CYP2D6 Substrate Use by Indication
Overall, 66.2% of residents in the OAB cohort received CYP2D6 substrates indicated for the treatment of depression, psychotic disorder, or other psychiatric diseases; 58.8% received CYP2D6 substrates for pain and supportive care (Table 2). Prevalence of CYP2D6 substrate use in the mirabegron cohort was generally similar to the OAB cohort when classified by indication; however, the largest disparity in prescribing prevalence between cohorts was seen among medications for OAB and lower urinary tract disorders (31.6% of residents in the OAB cohort vs 20.1% in the mirabegron cohort).
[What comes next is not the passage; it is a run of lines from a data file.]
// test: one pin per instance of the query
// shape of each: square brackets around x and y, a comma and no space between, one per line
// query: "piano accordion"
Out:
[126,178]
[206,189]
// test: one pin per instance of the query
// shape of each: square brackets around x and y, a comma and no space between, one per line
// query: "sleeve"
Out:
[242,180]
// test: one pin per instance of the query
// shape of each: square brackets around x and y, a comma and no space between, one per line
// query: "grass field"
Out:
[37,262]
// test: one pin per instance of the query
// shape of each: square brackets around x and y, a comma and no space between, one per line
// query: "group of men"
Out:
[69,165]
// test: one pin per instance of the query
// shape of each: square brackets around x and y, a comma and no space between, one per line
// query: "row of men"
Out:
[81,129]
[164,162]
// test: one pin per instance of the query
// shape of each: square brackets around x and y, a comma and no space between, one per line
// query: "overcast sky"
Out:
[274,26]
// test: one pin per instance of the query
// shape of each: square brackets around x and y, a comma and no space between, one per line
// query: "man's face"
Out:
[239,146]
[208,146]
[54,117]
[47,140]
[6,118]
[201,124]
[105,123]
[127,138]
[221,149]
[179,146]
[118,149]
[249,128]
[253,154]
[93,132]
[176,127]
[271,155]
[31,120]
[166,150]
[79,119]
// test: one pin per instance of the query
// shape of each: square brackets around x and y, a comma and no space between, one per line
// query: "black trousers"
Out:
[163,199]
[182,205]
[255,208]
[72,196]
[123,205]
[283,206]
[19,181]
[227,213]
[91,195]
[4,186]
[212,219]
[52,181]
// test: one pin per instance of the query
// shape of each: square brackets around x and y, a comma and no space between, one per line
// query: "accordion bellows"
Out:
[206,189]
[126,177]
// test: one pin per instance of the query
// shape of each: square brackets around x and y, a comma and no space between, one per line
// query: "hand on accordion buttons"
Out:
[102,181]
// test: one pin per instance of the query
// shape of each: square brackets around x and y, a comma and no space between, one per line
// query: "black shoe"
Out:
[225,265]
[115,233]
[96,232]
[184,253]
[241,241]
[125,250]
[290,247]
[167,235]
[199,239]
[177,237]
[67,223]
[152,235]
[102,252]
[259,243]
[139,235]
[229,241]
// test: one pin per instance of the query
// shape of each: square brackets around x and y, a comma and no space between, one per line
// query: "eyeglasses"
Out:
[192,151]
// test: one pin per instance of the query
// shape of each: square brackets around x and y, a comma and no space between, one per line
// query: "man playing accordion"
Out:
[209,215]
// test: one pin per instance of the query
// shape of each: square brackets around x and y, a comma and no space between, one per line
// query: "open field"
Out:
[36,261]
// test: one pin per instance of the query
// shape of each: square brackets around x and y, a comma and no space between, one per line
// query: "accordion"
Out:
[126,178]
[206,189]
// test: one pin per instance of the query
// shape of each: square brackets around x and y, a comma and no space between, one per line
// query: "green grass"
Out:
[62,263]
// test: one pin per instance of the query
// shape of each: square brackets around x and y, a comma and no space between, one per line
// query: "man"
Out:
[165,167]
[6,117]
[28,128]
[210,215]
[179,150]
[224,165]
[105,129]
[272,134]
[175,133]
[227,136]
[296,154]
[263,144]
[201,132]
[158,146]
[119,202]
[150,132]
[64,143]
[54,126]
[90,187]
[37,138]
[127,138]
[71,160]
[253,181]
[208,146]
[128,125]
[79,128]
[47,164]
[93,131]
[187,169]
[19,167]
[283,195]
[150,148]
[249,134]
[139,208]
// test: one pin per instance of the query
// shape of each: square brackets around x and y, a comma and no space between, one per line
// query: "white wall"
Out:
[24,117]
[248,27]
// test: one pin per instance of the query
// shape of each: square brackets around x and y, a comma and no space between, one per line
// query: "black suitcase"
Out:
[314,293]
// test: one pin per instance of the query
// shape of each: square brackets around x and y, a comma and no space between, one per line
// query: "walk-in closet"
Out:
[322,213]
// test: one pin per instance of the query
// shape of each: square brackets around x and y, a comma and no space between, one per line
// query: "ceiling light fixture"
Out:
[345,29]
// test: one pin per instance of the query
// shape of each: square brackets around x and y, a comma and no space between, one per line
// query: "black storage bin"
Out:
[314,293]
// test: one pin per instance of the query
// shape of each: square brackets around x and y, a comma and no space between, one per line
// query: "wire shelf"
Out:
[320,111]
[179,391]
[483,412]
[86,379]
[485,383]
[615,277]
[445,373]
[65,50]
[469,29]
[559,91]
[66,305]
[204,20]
CYP2D6 Substrates With Risk of QT Prolongation
During the analysis period, 84.0% of residents in the OAB cohort and 78.3% in the mirabegron cohort received ≥1 CYP2D6 substrate with any risk of QT prolongation. Within the OAB cohort, 38.1%, 58.5%, and 46.5% of residents received CYP2D6 substrates with known, possible, and conditional risk of QT prolongation, respectively (Table 3). Within the mirabegron cohort, 37.1%, 47.6%, and 43.1% of residents received CYP2D6 substrates with known, possible, and conditional risk of QT prolongation, respectively. In both cohorts, donepezil and hydrocodone were the most frequently prescribed medication with a known and possible risk for QT prolongation, respectively. Trazodone was the most frequently prescribed medication with a conditional risk for QT prolongation in both cohorts.
CYP2D6 Substrates With Anticholinergic Properties
Overall, 90.6% of residents in the OAB cohort and 85.7% in the mirabegron cohort received ≥1 CYP2D6 substrate with any anticholinergic properties (Table 4). When classified by treatment indication, 66.0% of residents in the OAB cohort and 64.6% in the mirabegron cohort received a CYP2D6 substrate with any anticholinergic properties indicated for the treatment of depression or other psychiatric disease (ie, anxiety, bipolar disorder, schizophrenia) during the analysis period; 56.6% of residents in the OAB cohort and 49.7% in the mirabegron cohort received ≥1 CYP2D6 substrate with any anticholinergic properties for pain and supportive care.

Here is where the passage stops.